Terör örgütü PKK, Abdullah Öcalan'ın çağrısıyla 5-7 Mayıs'ta düzenlediği kongrede kendini feshedip silahlı mücadeleyi sonlandırma kararı aldı. Peki örgüt bu kararı durup dururken mi aldı? İşte sürecin perde arkası...
Abdullah Öcalan'ın silah bırakıp kendisi feshetme çağrısı üzerine PKK 5-7 Mayıs'ta yaptığı kongrenin sonuç bildirgesini açıkladı. Örgüt, silah bırakıp PKK adıyla yürütülen tüm faaliyetlerini sonlandırdığını duyurdu.

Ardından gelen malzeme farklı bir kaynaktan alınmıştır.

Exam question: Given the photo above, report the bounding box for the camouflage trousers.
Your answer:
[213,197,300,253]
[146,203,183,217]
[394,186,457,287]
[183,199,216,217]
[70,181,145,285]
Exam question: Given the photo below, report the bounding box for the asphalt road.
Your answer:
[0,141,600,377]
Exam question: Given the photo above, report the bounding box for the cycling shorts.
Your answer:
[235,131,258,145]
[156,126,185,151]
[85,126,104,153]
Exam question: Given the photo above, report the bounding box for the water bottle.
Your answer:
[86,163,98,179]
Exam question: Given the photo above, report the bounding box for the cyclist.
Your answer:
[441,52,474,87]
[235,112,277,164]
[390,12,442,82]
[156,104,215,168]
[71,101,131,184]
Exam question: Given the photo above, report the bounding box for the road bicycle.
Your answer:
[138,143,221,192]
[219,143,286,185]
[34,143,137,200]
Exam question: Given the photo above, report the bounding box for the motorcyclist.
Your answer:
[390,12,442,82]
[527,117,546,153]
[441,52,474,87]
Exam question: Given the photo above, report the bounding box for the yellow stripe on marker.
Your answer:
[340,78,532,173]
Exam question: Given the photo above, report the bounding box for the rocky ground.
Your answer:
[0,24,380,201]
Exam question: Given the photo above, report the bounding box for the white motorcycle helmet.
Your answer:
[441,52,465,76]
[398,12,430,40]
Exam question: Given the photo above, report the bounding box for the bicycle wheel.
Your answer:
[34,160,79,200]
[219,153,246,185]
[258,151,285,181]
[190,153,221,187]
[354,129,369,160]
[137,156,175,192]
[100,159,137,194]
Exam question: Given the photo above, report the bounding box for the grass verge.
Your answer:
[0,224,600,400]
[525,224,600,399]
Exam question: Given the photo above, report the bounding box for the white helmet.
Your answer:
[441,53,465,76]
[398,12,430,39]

"MİSYONUNU TAMAMLADI" VURGUSU
232 sözde üst düzey yöneticinin katıldığı kongrede Kürt sorununun demokratik siyaset yoluyla çözülme noktasına gelindiği vurgulandı, bu nedenle PKK'nın misyonunu tamamladığı ifade edildi.
TBMM'Yİ İŞARET ETTİLER
Yapılan açıklamada "PKK'yı feshetme ve silahlı mücadele yöntemini sonlandırma kararını, halkımızın herkesten daha iyi anlayacağına, demokratik toplum inşası temelinde demokratik mücadele döneminin görevlerine sahip çıkacağına inancımız tamdır. Halkımızın kadınlar ve gençler öncülüğünde öz örgütlerini oluşturması, dilleri, kimlikleri ve kültürleriyle kendine yeterli olma temelinde örgütlenmesi, saldırılar karşısında kendini savunur hale gelmesi ve seferberlik ruhuyla komünal demokratik toplumu inşa etmesi hayati önemdedir. Bu temelde Kürt siyasi partilerinin, kanaat önderlerinin Kürt demokrasisini geliştirme ve Kürt demokratik uluslaşmasını sağlama yönündeki sorumluluklarını yerine getireceklerine inanıyoruz. Kongremizin aldığı fesih ve silahlı mücadeleyi sonlandırma kararı kalıcı barışa ve demokratik çözüme güçlü bir zemin sunmaktadır. Söz konusu kararların uygulanması Önder Apo'nun süreci yürütüp yönlendirmesini, demokratik siyaset hakkının tanınmasını ve sağlam bütünlüklü bir hukuki güvenceyi gerektirir. Bu aşamada Türkiye Büyük Millet Meclisinin tarihi sorumlulukla rolünü oynaması önemli olmaktadır" denildi.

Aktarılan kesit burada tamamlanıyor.